Modeling and Optimization of Latency in Erasure-Coded Storage Systems

Vaneet Aggarwal (Purdue University, USA), Tian Lan (George Washington University, USA) and Parimal Parag (Indian Institute of Science, Bangalore, India)

As consumers are increasingly engaged in social networking and E-commerce activities, businesses grow to rely on Big Data analytics for intelligence, and traditional IT infrastructure continues to migrate to the cloud and edge, these trends cause distributed data storage demand to rise at an unprecedented speed. Erasure coding has seen itself quickly emerged as a promising technique to reduce storage cost while providing similar reliability as replicated systems, widely adopted by companies like Facebook, Microsoft and Google. However, it also brings new challenges in characterizing and optimizing the access latency when erasure codes are used in distributed storage. The aim of this tutorial is to provide a review of recent progress (both theoretical and practical) on systems that employ erasure codes for distributed storage.

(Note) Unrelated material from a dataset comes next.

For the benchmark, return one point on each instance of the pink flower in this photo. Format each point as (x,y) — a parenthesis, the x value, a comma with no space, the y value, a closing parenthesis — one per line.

In this tutorial, we will first identify the key challenges and taxonomy of the research problems and then give an overview of different approaches that have been developed to quantify and model latency of erasure-coded storage. This includes recent work leveraging MDS-Reservation, Fork-Join, Probabilistic, and Delayed-Relaunch scheduling policies, as well as their applications to characterize access latency (e.g., mean, tail, asymptotic latency) of erasure-coded distributed storage systems. We bridge the gap between theory and practice, and discuss lessons learned from prototype implementation. In particular, we will discuss exemplary implementations of erasure-coded storage, illuminate key design degrees of freedom and tradeoffs. Open problems for future research will also be discussed.